Prosecutor says Indian court has sentenced 47 police officers get life in prison for killing Sikh pilgrims
An Indian prosecuter said on Tuesday that an Indian court has sentenced 47 police officers to life in prison for killing a group of Sikh pilgrims in 1991 whom they had claimed were militants.
According to the Press Trust of India, police officers were convicted of shooting dead the pilgrims to try and earn promotions in the state of Uttar Pradesh which at the time was affected by Sikh militant activity.
Police officers stooped the bus carrying the pilgrims and their families before later marching 11 of them into a jungle area of the northern state and killing them, prosecutor SC Jaiswal said.
"The court observed that there was ample evidence to award life sentences to the guilty," Jaiswal said of the court's decision on Monday.
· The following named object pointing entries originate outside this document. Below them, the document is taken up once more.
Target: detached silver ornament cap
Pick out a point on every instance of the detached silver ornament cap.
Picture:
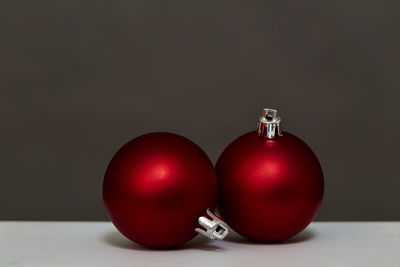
(215, 228)
(269, 124)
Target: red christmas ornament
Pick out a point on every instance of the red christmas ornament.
(271, 183)
(157, 186)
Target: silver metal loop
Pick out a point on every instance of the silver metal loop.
(269, 124)
(214, 228)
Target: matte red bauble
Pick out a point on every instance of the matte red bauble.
(157, 186)
(271, 183)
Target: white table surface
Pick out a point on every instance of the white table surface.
(99, 244)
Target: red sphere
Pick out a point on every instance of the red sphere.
(270, 190)
(155, 188)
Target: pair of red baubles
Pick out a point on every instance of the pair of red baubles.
(267, 186)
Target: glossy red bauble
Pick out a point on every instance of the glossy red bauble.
(156, 187)
(270, 190)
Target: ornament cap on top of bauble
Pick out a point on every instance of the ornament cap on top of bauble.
(269, 124)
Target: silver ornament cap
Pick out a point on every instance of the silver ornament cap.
(269, 124)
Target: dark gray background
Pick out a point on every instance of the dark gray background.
(80, 78)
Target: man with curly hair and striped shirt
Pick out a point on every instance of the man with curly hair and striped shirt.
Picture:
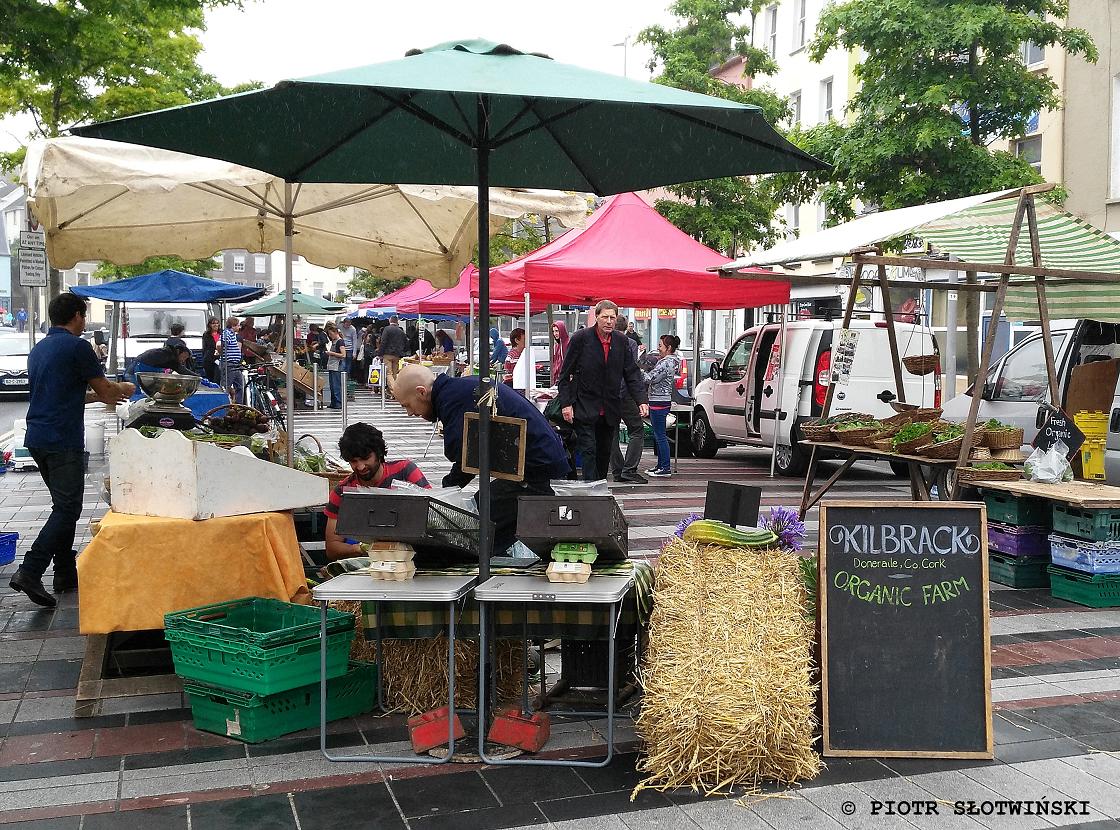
(363, 447)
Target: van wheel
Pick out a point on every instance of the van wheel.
(791, 460)
(705, 444)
"The court specifically observed that a crime of such magnitude could not have happened without the knowledge of those higher up and they too should have been charged," he added.
The court of the Central Bureau of Investigation (CBI), India's leading investigative agency, found the police guilty of carrying out a "fake encounter."
The term is commonly used term in India for staged confrontations in which police or military forces execute unarmed suspects and later claim self-defence.
The CBI charged 57 police officers in 1995 but 10 of them died during the eventual trial that took years to conclude in India's notoriously slow legal system. The remaining 47 were found guilty on Friday.